Ofrecer un servicio óptimo es la nueva tendencia de las grandes aerolíneas del mundo.

En clase ejecutiva, aerolíneas como Air France ofrecen sillas que son como pequeñas oficinas.

En los años 60, cuando volar dejó de ser un lujo, las grandes aerolíneas del mundo comenzaron a competir por la cantidad. Mayor número de aviones y destinos con un servicio estandarizado a los viajeros que por lo general se nivelaba por lo bajo.

Sin embargo, sucesivas crisis unidas a las frecuentes quejas de los viajeros por un servicio desapacible en aeropuertos y a bordo han obligado a las líneas aéreas a volver a pensar en la verdadera razón de su existencia: el pasajero. No ha sido fácil, pues en tiempos de crisis la manera más sencilla de ahorrar es precisamente en el servicio, ya que los costos de operación son fijos.

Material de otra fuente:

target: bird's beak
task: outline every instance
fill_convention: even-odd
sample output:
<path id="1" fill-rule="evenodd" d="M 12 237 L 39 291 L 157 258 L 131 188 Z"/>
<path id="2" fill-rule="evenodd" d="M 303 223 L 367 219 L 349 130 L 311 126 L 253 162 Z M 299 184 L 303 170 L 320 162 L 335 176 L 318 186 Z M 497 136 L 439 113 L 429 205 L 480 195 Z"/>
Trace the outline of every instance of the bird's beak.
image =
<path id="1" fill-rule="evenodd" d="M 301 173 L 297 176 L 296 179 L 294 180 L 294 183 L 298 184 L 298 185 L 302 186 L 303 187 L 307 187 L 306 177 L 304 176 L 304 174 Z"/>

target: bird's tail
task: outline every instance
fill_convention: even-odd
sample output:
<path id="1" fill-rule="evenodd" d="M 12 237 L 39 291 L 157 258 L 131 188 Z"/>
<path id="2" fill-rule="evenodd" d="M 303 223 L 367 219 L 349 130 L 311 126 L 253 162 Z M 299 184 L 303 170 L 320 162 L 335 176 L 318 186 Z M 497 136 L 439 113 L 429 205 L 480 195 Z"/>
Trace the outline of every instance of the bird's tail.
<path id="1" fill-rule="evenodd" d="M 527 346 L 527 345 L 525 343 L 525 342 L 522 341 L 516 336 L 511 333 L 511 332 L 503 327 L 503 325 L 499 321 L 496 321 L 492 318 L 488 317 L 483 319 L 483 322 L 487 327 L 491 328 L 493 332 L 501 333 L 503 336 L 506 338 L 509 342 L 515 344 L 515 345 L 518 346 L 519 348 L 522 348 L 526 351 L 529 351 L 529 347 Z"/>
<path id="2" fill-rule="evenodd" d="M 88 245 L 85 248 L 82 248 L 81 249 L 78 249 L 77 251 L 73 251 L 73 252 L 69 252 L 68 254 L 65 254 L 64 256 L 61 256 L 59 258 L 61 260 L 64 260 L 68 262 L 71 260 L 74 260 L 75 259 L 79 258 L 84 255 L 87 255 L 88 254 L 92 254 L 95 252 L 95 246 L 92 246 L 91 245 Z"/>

No obstante, varias aerolíneas han descubierto que para los pasajeros la mejor ya no es aquella que tenga la flota de

Jumbos 747 más grande del mundo sino la que ofrezca un servicio eficiente de conexiones en alianza con otros operadores. Así, progresivamente, las líneas aéreas se han concentrado en mejorar estas alianzas y sus aeropuertos base. París-Charles de Gaulle, Atlanta, Londres-Heathrow y Amsterdam-Schipol ya no se promocionan tanto como la puerta de entrada a una ciudad llena de atractivos sino como el lugar ideal para conectarse más rápido con el mayor número de destinos posibles en el mundo entero.

Otro tema muy sensible es el de los viajeros de negocios, quienes necesitan espacios amplios y cómodos para trabajar y descansar durante el viaje. Ellos, a diferencia de los turistas, no se pueden dar el lujo de tomarse una tarde para reponerse de la incomodidad de un viaje de 12 horas y por eso exigen sillas que les permitan dormir bien y facilidades para instalar sus computadores portátiles y comunicarse desde el avión y las salas de espera de los aeropuertos.

Los nuevos aviones de las grandes aerolíneas, en primera clase y ejecutiva, tienden hoy en día a recuperar el concepto de los lujosos botes volantes de los años 30, dotados de camas y camarotes. Así, para los viajeros de negocios y de lujo el avión ya no es un mal necesario sino un lugar donde pueden trabajar y disfrutar en pequeña escala las comodidades de un hotel.